Tuttavia lo straordinario effetto scenografico, studiato accuratamente da questi eccellenti architetti, potrebbe aver avuto successivamente qualche ripercussione sulla realizzazione delle taledde. Qualunque taledda aveva il potere di attrarre lo sguardo di chiunque si soffermava a guardarla, non solo per il magnifico spettacolo che essa offriva, ma anche perché la storia narrata era in grado di scuotere le coscienze più ostinate.

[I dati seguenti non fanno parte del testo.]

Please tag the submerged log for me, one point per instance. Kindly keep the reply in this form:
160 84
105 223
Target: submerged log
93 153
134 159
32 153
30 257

L’esposizione per il periodo quaresimale diventava ogni anno un momento di aggregazione per l'intera comunità, culminando in momenti di tripudio nella notte del Sabato Santo, quando venivano pronunciate le parole del Passio “velum templi scissum est”. Il momento della “calata a tila” era un appuntamento a cui il popolo non voleva rinunciare per nessun motivo, poiché la visione della statua del Cristo Risorto accresceva enormemente la fede. Ma non mancano certamente piccoli aneddoti originati dalla superstizione popolare per interpretare il momento della caduta: se la taledda cadeva in modo corretto, ripiegandosi su se stessa, l'annata sarebbe stata favorevole, ma una eventuale caduta disordinata avrebbe preannunciato una annata cattiva. Si può immaginare quello che succedeva in quegli attimi, dove allo spirito di raccoglimento si sostituivano schiamazzi, discussioni e anche disordini. Fu questa infatti la motivazione che nel 1922 spinse il Vescovo di Siracusa, Mons. Giacomo Carabelli, a sospendere definitivamente questo rito, che oltretutto costituì un grave danno nei confronti di questi manufatti, che vennero così riposti nei luoghi più infamanti, in vere e proprie necropoli, potremmo dire, dove le uniche creature vittoriose sono la polvere e l’umidità. Anche la taledda di S. Giovanni, non solo non fu immune da questo tragico destino, ma, secondo la testimonianza di alcuni, subì l’oltraggio più inenarrabile quando nel 1950 venne adoperata per velare l'impalcatura del battistero della Cattedrale, dove Salvatore Cascone stava realizzando gli affreschi. Fortunatamente, l'idea di riutilizzarla e valorizzarla durante il periodo quaresimale ha indotto la Diocesi di Ragusa a promuovere un intervento di restauro conservativo e integrativo, grazie al quale sono stati rimossi strappi, ricuciture, sporco, vistose lacune, riportandola al suo innato splendore dopo una lunga agonia.
La sua esposizione è stata non solo una grande scoperta per le nuove generazioni che purtroppo ne ignoravano l’esistenza, ma anche un vanto per il patrimonio storico-artistico della città di Ragusa, che ha così potuto aggiungere un altro gioiello tra i suoi beni.